Emily Dyer Barker uses letterpress printing to promote love and awareness through her art installations. (Emily Dyer Barker)
Barker hopes to gather 250 people to contribute to the project. Everyone participating will be emailed a survey about a person they miss in their life.
Anonymous responses will be used in an essay she will write to be printed on posters, with each poster showcasing a different part of the essay. Barker hopes this will be just as successful as her last installation's essays.
The first installation essay of the series, 'How to Write a Crazy Love Letter,' was mailed to 150 people. Barker hand-delivered 150 sets to her students, classmates and teachers. There was great public response as thousands of posters were installed throughout Salt Lake City and Utah County.
With the help of writer Kate Finlinson, Barker's essay installation, 'Acceptable Reasons to Cry in Public,' gathered a sum of 310 curators in November 2012. Working with the curators, they installed the project throughout several countries, including Canada, England, Spain, Australia, South Africa and across the United States.
'We found out about the events at Sandy Hook Elementary when one of our curators tweeted that learning about the shooting was an acceptable reason to cry in public.
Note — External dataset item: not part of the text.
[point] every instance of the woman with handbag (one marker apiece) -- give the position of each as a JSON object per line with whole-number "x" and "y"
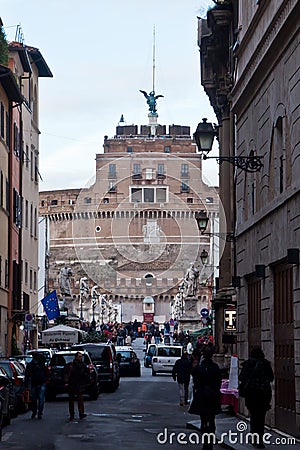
{"x": 207, "y": 395}
{"x": 255, "y": 378}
Due to the immense sadness of that devastating event, we decided to discontinue the digital installation of the project,' Finlinson explained in a press release this month.
Letterpress printing is a very physical process, so Barker is connected to her art. She hopes the installation series will inspire people to feel connected to their communities and be more loving.
'I see each poster as a handwritten love letter designed to connect with whoever witnesses it,' Barker wrote on her Kickstarter page.